2. the second order switch low pass filter in charge pump phase lock loop according to claim 1, is characterized in that, second order switch low-pass filter unit (1) comprises cmos switch (3), resistance R1, electric capacity C1 and electric capacity C2,

Switch control unit (2) comprises pulse duration recognition unit (7), NAND gate (8), NOR gate (9) and inverter (10),

Icp signal output part one end of contact resistance R1 and a signal input part of cmos switch (3) simultaneously of previous stage structure charge pump (11), the other end of resistance R1 connects one end of electric capacity C1, and the other end of electric capacity C1 connects power supply ground,

The Vctrl signal output part of cmos switch (3) connects one end of electric capacity C2, and the other end of electric capacity C2 connects power supply ground,

The Vctrll signal input part of cmos switch (3) connects the Vctrll signal output part of NAND gate (8) and the input of inverter (10) simultaneously,

Cmos switch (3) signal input part connects inverter (10) signal output part,

An input of NAND gate (8) connects the pulse signal output end p of pulse duration recognition unit (7), and another input of NAND gate (8) connects the output q of NOR gate (9),

UP signal output part connects a pulse signal input terminal of pulse duration recognition unit (7) and a signal input part of NOR gate (9) simultaneously,

DW signal output part connects another pulse signal input terminal of pulse duration recognition unit (7) and another input of NOR gate (9) simultaneously.
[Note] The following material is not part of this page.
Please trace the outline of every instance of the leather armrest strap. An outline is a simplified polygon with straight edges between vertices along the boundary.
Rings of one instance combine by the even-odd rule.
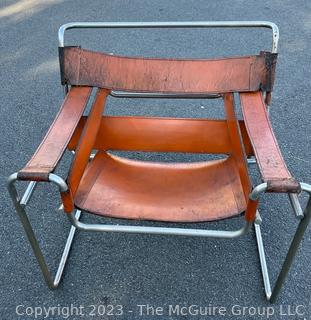
[[[273,133],[261,92],[240,94],[245,126],[251,140],[267,192],[300,192],[291,176]]]
[[[71,88],[37,151],[18,172],[18,179],[48,181],[83,115],[91,92],[90,87]]]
3. the second order switch low pass filter in charge pump phase lock loop according to claim 1, is characterized in that, charge pump (11) comprises a voltage source U1, No. two voltage source U2, a K switch 1 and No. two K switch 2,

The positive pole of a described voltage source U1 connects power supply, the negative pole of a voltage source U1 connects one end of a K switch 1, the other end of a K switch 1 connects one end of No. two K switch 2, the other end of No. two K switch 2 connects the positive pole of No. two voltage source U2, the control end of a K switch 1 connects the UP signal input part of phase frequency detector, and the control end of No. two K switch 2 connects the DW signal input part of phase frequency detector.
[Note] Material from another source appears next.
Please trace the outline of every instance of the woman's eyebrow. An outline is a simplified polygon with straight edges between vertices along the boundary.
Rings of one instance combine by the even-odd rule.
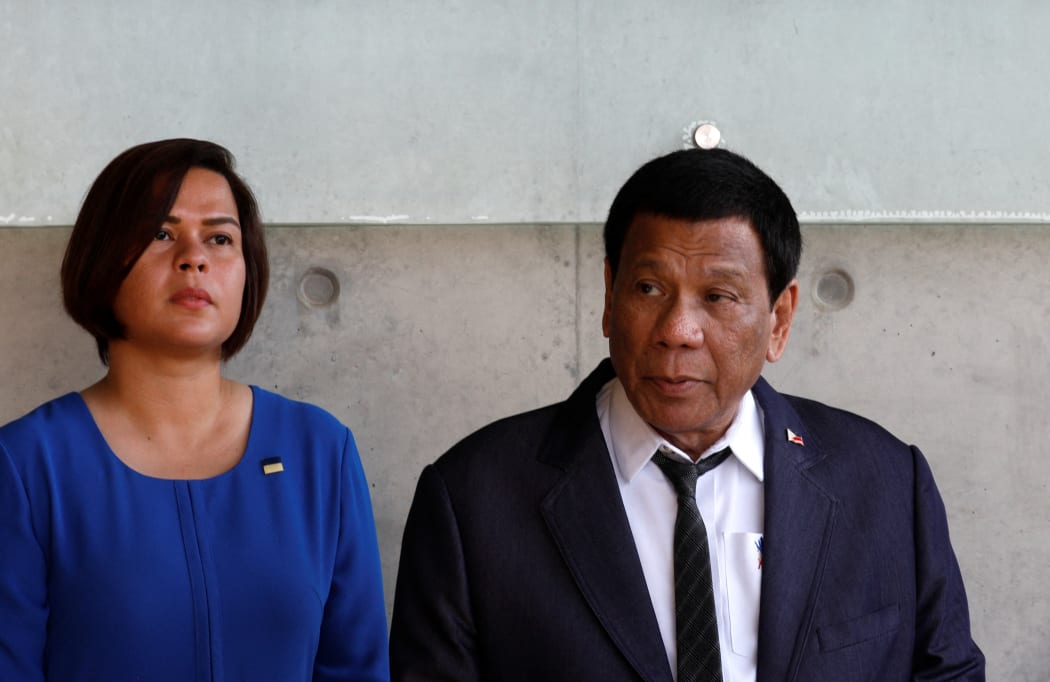
[[[164,219],[164,222],[172,223],[174,225],[178,225],[179,223],[182,222],[182,218],[180,218],[178,216],[170,215],[170,216],[168,216],[167,218]],[[233,216],[229,216],[229,215],[216,216],[214,218],[205,218],[204,220],[201,221],[201,223],[204,224],[204,225],[207,225],[209,227],[211,227],[213,225],[233,225],[234,227],[240,227],[241,226],[241,224],[239,222],[237,222],[236,218],[234,218]]]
4. the second order switch low pass filter in charge pump phase lock loop according to claim 1 realizes the locking means of loop, it is characterized in that,

UP signal input part and DW signal input part are high level and high-level pulse width is not less than the minimum identification width of pulsewidth recognition unit (7), then pulsewidth recognition unit (7) output pulse signal p is high level,

The input of NAND gate (8) is delivered to together with described pulse signal p and UP signal and the DW signal result q after NOR gate (9), now the Vctrll signal output part of NAND gate (8) is the anti-of the output q of NOR gate (9) the output q of signal output part AND OR NOT gate (9) consistent, cmos switch (3) now closes during the low pass filter discharge and recharge of second order switch at charge pump, stop disconnecting during the low pass filter discharge and recharge of second order switch at charge pump, block on electric capacity C2 and the loop that between electric capacity C1, electric charge is redistributed, within the time period of non-discharge and recharge, make magnitude of voltage on electric capacity C2 keep, realize the locking of loop.
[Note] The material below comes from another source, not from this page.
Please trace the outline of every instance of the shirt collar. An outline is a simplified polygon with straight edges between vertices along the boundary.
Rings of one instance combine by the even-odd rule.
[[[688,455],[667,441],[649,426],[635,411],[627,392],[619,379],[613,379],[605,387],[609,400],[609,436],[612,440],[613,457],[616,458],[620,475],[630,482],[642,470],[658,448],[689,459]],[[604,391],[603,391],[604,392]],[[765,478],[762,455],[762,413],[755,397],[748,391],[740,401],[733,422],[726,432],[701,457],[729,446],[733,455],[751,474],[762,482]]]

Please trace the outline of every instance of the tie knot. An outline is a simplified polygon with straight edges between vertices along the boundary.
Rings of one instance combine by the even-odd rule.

5. the second order switch low pass filter in charge pump phase lock loop according to claim 1 realizes the locking means of loop, it is characterized in that,

UP signal input part or DW signal input part are high level and high-level pulse width is less than the minimum identification width of pulsewidth recognition unit (7), then the pulse signal p of pulsewidth recognition unit (7) is low level,

The input of NAND gate (8) is delivered to together with described pulse signal p and UP signal and the DW signal result q after NOR gate (9), now the Vctrll signal output part of NAND gate (8) is high level, NOR gate (9) signal output part is low level, Vctrll signal output part and signal output part all controls cmos switch (3) in second-order low-pass filter unit and closes always, and loop completes PGC demodulation by self-characteristic.